Business owners in Kentucky should pay a spouse who works for the company market rates and should avoid using marital funds to pay for any business-related expenses. Failing to do either of these can result in a spouse being able to claim a larger share of the business if the couple gets a divorce.

Some business owners may want to get a prenuptial or postnuptial agreement. This can take one of several different approaches. To avoid having to valuate and divide the business in a divorce, the agreement can state that the business is separate property. However, some couples may prefer an agreement that names a percentage of the company’s value to which the other spouse is entitled. Finally, if both are owners, they may want to arrange for one to sell to the other or to even keep the business going.

Some people are hesitant to raise the issue of prenuptial or postnuptial agreements, but a business can also be established as not to be divided in a divorce in the organizing documents. With either type of agreement, keeping good records of cash, other transactions, funding sources and expenses is important. Business owners who pay themselves a significantly lower salary than the market rate may still have spousal or child support calculated based on the market rate.
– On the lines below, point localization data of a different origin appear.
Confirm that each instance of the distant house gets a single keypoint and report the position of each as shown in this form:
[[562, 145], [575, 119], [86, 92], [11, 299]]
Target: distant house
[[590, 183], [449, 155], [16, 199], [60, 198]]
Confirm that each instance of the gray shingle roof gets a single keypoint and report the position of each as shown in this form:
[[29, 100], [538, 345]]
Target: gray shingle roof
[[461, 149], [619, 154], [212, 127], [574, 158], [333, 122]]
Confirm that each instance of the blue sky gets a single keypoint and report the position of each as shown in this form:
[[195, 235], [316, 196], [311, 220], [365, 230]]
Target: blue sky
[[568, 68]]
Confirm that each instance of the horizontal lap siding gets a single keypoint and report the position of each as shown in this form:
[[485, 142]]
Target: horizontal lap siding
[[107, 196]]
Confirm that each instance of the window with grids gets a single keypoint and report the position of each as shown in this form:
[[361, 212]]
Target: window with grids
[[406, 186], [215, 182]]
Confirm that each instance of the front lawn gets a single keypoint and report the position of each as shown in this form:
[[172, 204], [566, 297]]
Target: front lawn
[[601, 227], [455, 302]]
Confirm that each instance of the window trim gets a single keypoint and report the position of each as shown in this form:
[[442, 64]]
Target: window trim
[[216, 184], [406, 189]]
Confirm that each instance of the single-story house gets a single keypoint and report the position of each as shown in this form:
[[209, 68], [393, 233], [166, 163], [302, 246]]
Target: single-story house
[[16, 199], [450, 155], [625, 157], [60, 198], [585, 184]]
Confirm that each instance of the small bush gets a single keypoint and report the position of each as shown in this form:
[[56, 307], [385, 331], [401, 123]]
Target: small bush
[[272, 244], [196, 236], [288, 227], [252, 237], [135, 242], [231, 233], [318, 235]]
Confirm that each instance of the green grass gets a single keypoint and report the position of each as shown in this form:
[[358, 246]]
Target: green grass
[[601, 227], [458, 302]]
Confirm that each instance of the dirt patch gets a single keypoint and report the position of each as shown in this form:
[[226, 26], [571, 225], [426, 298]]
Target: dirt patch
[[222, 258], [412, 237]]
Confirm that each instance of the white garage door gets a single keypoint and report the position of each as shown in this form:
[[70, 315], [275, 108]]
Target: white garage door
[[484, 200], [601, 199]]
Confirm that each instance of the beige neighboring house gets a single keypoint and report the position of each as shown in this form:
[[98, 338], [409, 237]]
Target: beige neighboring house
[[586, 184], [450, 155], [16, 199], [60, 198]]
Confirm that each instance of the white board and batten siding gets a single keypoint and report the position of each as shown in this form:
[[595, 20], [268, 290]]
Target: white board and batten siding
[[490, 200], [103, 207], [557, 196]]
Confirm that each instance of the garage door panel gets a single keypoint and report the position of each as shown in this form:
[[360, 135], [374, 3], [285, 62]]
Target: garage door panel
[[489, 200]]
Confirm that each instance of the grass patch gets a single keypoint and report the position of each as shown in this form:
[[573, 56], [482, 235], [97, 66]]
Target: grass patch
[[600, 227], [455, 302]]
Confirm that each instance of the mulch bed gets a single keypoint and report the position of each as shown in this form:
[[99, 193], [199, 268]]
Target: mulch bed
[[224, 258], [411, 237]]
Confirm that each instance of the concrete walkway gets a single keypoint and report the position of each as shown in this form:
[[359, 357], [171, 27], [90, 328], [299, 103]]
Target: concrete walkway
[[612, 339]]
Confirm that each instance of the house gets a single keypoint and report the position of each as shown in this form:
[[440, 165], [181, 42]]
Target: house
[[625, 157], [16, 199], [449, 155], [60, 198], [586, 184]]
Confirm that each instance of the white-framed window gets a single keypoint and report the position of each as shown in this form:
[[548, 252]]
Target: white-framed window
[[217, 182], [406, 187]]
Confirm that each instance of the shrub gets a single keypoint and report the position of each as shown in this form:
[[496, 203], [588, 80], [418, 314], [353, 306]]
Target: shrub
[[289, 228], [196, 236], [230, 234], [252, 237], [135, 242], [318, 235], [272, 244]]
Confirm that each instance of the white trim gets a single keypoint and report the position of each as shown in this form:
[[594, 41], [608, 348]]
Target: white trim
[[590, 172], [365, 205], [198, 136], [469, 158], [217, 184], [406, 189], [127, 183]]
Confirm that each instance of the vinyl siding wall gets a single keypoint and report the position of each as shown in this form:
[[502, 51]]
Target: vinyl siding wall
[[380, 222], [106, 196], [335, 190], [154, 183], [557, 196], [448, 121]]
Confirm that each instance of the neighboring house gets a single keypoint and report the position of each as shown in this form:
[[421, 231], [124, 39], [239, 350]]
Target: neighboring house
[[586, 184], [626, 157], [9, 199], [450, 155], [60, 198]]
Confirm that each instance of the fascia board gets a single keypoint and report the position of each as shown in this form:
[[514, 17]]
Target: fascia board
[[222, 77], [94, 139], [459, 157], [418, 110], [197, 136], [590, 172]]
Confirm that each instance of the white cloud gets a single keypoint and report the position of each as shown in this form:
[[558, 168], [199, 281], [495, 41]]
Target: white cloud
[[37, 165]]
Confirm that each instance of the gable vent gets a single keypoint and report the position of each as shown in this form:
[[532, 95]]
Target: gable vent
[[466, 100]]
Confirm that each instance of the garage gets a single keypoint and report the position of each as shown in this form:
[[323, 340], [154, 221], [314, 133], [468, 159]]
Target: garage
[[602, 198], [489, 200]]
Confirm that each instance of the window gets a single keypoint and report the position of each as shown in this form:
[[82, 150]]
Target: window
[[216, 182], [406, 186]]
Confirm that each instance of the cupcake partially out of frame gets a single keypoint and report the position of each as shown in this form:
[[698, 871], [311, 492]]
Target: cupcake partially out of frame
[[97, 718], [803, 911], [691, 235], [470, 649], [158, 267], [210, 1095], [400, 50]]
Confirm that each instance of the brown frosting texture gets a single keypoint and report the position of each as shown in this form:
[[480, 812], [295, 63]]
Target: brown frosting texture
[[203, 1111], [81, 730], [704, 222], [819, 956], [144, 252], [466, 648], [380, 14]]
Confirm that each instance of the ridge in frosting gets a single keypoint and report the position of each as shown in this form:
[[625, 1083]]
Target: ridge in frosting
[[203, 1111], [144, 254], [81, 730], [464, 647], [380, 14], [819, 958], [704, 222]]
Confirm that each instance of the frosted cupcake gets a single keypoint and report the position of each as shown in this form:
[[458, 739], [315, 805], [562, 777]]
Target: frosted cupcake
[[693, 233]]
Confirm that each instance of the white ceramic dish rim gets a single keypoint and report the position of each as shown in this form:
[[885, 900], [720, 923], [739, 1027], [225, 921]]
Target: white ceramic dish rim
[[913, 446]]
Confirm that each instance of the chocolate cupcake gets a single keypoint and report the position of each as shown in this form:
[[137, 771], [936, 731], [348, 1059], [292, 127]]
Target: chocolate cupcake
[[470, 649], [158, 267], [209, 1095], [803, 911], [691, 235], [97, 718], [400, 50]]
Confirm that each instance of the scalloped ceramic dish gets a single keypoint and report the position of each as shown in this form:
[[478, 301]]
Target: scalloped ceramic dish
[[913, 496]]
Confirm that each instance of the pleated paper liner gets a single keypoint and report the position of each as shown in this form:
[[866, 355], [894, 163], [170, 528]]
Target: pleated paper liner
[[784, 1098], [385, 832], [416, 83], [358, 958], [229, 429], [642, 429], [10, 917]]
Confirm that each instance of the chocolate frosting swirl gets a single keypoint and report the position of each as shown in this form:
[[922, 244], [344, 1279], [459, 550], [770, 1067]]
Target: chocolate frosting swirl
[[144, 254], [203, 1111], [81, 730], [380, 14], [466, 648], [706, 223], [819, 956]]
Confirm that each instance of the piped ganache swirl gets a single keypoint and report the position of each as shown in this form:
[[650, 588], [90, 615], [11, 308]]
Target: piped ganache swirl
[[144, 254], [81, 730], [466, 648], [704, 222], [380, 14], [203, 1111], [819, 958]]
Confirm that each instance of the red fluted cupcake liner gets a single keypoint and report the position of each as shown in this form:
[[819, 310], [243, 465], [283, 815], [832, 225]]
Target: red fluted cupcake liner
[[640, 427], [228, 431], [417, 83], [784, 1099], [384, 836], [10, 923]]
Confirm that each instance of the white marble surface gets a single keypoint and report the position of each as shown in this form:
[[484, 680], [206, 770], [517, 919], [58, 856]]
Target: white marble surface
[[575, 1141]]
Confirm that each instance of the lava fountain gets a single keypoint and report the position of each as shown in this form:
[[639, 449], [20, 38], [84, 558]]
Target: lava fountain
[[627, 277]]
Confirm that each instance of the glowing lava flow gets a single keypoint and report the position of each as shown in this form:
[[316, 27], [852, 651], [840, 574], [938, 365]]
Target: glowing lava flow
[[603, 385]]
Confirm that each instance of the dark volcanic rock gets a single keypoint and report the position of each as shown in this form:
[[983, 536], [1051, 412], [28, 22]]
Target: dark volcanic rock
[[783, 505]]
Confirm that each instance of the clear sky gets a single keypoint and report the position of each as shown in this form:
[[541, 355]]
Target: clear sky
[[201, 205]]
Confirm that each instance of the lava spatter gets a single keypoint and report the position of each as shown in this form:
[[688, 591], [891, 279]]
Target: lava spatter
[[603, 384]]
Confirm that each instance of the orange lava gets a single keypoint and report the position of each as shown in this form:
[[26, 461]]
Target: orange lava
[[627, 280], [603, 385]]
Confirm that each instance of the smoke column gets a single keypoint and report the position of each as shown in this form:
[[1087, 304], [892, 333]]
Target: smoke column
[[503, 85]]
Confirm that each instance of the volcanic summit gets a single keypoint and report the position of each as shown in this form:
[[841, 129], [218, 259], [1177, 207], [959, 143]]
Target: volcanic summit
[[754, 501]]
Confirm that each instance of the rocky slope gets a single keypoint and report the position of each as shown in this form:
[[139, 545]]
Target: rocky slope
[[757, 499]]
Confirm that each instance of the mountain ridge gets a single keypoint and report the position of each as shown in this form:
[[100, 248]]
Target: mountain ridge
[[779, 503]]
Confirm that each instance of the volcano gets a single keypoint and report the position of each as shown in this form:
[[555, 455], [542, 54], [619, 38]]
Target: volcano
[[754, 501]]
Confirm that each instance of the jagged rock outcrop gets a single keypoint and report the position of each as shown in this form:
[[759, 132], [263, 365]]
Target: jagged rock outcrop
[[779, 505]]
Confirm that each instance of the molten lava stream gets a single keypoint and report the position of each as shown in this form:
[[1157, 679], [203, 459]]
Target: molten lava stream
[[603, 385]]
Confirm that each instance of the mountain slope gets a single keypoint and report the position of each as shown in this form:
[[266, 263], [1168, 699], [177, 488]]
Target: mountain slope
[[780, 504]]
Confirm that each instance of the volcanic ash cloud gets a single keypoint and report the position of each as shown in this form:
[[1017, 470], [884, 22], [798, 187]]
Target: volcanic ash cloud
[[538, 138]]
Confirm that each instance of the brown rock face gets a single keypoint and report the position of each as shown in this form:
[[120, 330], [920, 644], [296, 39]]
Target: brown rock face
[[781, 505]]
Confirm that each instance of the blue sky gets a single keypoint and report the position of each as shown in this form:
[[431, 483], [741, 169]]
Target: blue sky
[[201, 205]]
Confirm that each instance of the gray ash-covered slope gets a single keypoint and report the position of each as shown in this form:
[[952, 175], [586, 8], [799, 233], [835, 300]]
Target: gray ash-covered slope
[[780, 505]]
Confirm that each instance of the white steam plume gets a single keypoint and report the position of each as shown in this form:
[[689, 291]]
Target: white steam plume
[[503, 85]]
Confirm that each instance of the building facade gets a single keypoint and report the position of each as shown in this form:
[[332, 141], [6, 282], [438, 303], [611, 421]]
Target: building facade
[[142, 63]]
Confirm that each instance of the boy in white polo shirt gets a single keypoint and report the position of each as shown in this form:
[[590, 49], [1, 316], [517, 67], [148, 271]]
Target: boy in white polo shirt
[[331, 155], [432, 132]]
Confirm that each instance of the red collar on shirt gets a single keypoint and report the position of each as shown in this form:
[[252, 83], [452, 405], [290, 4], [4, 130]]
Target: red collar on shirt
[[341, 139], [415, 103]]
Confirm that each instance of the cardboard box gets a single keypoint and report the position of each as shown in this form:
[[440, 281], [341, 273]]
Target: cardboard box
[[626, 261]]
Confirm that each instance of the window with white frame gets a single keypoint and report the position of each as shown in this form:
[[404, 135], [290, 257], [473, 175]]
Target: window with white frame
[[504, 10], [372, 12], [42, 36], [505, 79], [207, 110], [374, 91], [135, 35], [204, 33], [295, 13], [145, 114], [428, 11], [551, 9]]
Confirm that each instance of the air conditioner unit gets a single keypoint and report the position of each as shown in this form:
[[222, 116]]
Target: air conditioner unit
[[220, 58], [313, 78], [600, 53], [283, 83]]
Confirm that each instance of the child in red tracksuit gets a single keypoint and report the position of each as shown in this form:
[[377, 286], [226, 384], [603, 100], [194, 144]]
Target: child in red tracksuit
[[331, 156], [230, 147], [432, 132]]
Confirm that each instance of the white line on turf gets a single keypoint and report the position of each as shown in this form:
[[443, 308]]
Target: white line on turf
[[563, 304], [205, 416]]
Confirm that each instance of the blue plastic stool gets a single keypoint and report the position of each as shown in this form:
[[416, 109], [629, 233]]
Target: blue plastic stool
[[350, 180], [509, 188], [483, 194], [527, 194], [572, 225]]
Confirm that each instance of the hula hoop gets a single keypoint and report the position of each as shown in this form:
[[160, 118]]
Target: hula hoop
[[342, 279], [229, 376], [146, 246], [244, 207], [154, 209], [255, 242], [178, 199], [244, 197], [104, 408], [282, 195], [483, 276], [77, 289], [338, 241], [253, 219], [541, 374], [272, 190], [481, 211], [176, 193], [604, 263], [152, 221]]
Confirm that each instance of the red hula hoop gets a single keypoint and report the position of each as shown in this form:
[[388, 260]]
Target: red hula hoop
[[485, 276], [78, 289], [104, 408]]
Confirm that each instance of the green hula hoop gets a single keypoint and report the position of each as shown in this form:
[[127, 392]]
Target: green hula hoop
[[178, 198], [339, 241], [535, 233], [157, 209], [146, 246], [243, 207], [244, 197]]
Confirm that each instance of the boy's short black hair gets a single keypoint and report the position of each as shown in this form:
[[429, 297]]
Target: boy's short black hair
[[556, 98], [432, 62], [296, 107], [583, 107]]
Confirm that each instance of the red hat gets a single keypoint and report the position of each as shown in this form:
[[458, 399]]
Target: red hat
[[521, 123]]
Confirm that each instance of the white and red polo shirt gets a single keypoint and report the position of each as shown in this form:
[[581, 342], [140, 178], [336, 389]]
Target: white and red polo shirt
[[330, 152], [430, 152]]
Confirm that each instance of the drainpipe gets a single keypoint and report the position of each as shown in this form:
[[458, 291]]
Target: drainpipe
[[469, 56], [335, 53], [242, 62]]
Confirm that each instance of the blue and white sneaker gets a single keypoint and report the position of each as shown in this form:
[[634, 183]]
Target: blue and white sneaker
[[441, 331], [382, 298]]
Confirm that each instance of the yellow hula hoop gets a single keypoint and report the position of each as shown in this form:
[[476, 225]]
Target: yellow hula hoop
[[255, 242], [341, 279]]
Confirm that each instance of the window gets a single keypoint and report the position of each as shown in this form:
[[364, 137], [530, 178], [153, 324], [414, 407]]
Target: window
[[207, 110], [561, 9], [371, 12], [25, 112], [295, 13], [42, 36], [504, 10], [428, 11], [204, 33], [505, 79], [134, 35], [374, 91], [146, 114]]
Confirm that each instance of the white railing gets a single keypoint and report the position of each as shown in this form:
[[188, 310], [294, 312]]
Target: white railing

The process of property division can be complex. In addition to the complications of dividing a business, a couple may also have a home and retirement accounts. While some people prefer to sell the marital home, it is not always easy to do this immediately if the house needs major repairs or the market is weak. Pension plans and 401(k)s require a document called a qualified domestic relations order to be divided. People should also be aware of any tax implications of selling or dividing assets.